The first time I heard of the Paxos algorithm was during my bachelor’s degree way back in 2004, when I participated in a Distributed Algorithms course. In the past few years Paxos came up multiple times, usually in the context of a robust implementation of some scalable storage system. It is almost always uttered in awe, as to say “that unbelievably complex algorithm, the Paxos. Beware!”. I’ve decided to reread the original paper, and try to explain what Paxos does, and how it does it. In a nutshell, Paxos solves the problem of resiliently replicating an increasingly growing (ordered) list of items.
The original Paxos paper discuses the legislative parliament of the island of Paxos. Paxos’ parliament holds its meetings in a chamber with very bad acoustics, so the legislators communicate using messengers. Both the legislators and the messengers are merchants, so they might need to leave the parliament chamber at any point of time. Each legislator can propose a decree to be passed, and if it is passed then it is added to the notebook each legislator keeps. A decree that was passed has an index, i.e., “137: Olive tax is 5% per ton”, which states that decree #137 is “Olive tax is 5% per ton”.

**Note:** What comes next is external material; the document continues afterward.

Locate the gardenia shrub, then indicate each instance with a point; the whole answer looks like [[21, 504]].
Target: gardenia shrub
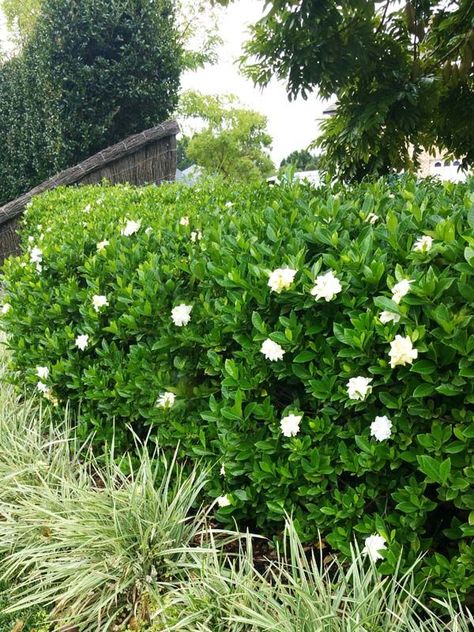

Behind the story of Paxos’ parliament hides a distributed log (sometimes called journal) resilient to node failures and message drops (legislators and messengers leaving the chamber). Paxos processes requests to add items to the log (pass a decree); an item is added at a sequentially increasing index (i.e., item A at index 1, item B at index 2, etc.), and all the nodes participating in the Paxos algorithm will eventually know that each item was added and the index it was added at (the notebook each legislator keeps).
Another way to look at Paxos’ functionality, is by considering a possible API formalization:
- add(item) – tries to add item to the log, and returns the index at which the item was added, or -1 if it wasn’t added
- get(index) – returns the item at the given index, or null if it wasn’t added yet
- an event triggered each time an item is added, providing the item and its index as parameters
Notice that the default implementation of the get(index) operation is eventually consistent; it can be made to be strongly consistent, if additional logic is added. An example of an eventually consistent implementation of Paxos is Google’s HRD.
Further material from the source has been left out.